The normality of the distribution of continuous variables was assessed using the Kolmogorov-Smirnov test with Lilliefors correction. Continuous variables were summarized as mean±standard deviation and range (minimum-maximum). Categorical variables were presented as frequencies and percentages. Comparisons between two independent groups were made using the Mann-Whitney U test for non-normally distributed data and the independent samples t-test for normally distributed data. The homogeneity of categorical variables across groups was assessed using Pearson’s chi-square test. Spearman’s rank correlation coefficient was used to evaluate the relationships between variables because the data did not meet the normality assumption. Statistical significance was defined as p<0.05. Data analyses were performed using IBM SPSS Statistics version 21.0.

RESULTS

Tables 1 and 2 summarize the demographic and clinical characteristics of the 102 patients enrolled in the study. Among the participants, 70.6% were female, and the right shoulder was the most commonly affected side (57.8%). No statistically significant differences were observed between groups in terms of demographic variables, including age, BMI, pain duration, gender, and education level (p>0.05).
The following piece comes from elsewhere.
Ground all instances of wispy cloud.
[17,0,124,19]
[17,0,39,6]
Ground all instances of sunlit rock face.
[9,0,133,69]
The neuropathic pain group had significantly higher VAS pain intensity and total SPADI scores than the non-neuropathic pain group (p≤0.001). Additionally, the SPADI pain and disability subscores were significantly higher in the neuropathic pain group (p=0.001 and p=0.002; respectively) (Table 1). The incidence of pain on the dominant side was found to be significantly lower in the neuropathic pain group (p=0.022) (Table 2).

No statistically significant correlations were found between DN4 scores and age, height, weight, duration of pain, or BMI (p>0.05). However, DN4 scores were positively correlated with VAS pain intensity [r=0.383; p<0.001; 95% confidence interval (CI) (0.214, 0.533)], the SPADI pain subscore [r=0.393; p<0.001; 95% CI (0.211, 0.554)], the SPADI disability subscore [r=0.333; p=0.001; 95% CI (0.138, 0.511)], and the total SPADI score [r=0.359; p<0.001, 95% CI (0.162, 0.540)] (Table 3).

DISCUSSION

This study demonstrates that neuropathic mechanisms in patients with chronic shoulder pain are strongly associated with higher pain intensity and significantly poorer functional capacity. The findings suggest that the pathophysiology of chronic shoulder pain is not limited to nociceptive mechanisms; neuropathic processes also play a critical role. These results highlight the prognostic importance of neuropathic mechanisms in the assessment and management of shoulder pain and are consistent with current literature (14, 15).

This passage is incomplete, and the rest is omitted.